The loser will never get a decent Thai bint so he goes bar and marries Lek.

Easy as that innit.

----------


## Passing Through

^ I've met a few people who (as far as you can tell from the outside) have good marriages but it's hardly something you're going to be able to collect statistics on.




> Marrying a scank whore is ridiculous, heaps of good Thai bints around


That works both ways. What (other than money) would persuade a woman to spend time with you? It's a fucking mystery to me but then other people's motivations are often impossible to understand.

----------


## Fluke

> Originally Posted by Passing Through
> 
> 
> 
> I have no idea but plenty of men do, and some make good marriages out of it.
> 
> 
> 
> Ya got any stats on that mate. 
> ...


   BTW Terry, how much "allowance" do you pay your handbag per week ?

----------


## HuangLao

> Originally Posted by MarknMin
> 
> Any thought would be welcomed
> 
> 
> My initial thought is that this is a troll.
> 
> My next thought is that if it isn't then the relationship is doomed. Not because she is/was a bar girl but because you clearly don't trust her so what's the point. That lack of trust is cancerous.


Yes.
And yes.

----------


## terry57

> What (other than money) would persuade a woman to spend time with you?

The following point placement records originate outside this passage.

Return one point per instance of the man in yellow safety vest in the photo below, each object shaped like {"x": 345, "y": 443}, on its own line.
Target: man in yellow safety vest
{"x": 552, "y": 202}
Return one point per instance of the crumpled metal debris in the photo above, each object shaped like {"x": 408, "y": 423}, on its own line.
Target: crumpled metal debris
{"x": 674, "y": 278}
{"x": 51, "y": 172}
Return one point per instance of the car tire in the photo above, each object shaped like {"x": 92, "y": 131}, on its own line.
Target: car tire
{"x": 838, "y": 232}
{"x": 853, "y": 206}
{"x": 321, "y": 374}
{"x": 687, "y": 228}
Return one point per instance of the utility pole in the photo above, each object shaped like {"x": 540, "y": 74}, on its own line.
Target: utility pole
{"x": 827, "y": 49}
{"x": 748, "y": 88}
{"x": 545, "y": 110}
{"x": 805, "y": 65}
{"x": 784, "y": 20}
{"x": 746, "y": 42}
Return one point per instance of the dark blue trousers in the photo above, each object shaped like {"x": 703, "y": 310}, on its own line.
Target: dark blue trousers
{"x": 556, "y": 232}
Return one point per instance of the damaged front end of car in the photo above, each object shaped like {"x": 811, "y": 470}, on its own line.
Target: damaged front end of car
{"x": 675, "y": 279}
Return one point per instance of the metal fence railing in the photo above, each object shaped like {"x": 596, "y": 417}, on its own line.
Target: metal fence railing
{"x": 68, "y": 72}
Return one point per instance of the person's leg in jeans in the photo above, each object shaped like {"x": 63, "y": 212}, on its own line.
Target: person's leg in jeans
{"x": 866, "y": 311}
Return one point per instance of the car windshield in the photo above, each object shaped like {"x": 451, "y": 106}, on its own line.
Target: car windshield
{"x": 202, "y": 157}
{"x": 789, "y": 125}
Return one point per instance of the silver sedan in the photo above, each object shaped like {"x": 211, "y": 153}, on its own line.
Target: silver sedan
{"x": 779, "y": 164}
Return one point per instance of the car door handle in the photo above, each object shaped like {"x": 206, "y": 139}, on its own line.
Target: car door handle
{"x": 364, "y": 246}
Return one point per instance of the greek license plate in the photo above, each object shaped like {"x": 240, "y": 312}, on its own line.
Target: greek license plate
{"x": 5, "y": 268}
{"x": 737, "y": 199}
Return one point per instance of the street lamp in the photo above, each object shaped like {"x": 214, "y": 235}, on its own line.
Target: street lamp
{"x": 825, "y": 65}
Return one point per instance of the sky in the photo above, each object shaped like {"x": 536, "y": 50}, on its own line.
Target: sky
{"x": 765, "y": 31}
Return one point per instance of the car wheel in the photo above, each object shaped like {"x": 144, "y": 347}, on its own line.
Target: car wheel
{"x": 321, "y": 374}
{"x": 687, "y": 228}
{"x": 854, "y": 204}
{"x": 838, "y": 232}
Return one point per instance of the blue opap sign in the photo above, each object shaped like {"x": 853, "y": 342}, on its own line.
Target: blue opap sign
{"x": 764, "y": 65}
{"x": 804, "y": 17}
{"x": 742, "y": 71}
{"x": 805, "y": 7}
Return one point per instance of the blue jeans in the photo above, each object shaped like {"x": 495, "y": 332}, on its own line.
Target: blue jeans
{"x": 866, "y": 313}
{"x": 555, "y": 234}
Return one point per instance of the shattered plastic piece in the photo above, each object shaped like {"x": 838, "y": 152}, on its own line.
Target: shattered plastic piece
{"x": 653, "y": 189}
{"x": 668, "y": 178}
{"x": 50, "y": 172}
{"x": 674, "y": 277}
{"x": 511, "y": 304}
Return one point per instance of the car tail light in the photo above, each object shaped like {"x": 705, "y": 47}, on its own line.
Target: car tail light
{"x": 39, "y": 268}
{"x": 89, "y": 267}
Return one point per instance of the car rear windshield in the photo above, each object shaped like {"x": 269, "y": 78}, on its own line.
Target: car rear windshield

That's an extremely good question mate and I've pondered that question all my life.  :Confused: 

Fuked if I know,

If ya work it out PM me will ya.  :Smile:

----------


## terry57

> BTW Terry, how much "allowance" do you pay your handbag per week ?


Fuk all mate,

She has her own business and money,  she gives me an allowance. 

Bars crankin at the moment.  :bananaman:

----------


## hick

Knew one bloke who had married a Bkk office girl and after two years of torture - "turned her in" for a BG and (last I heard) was living happily ever after.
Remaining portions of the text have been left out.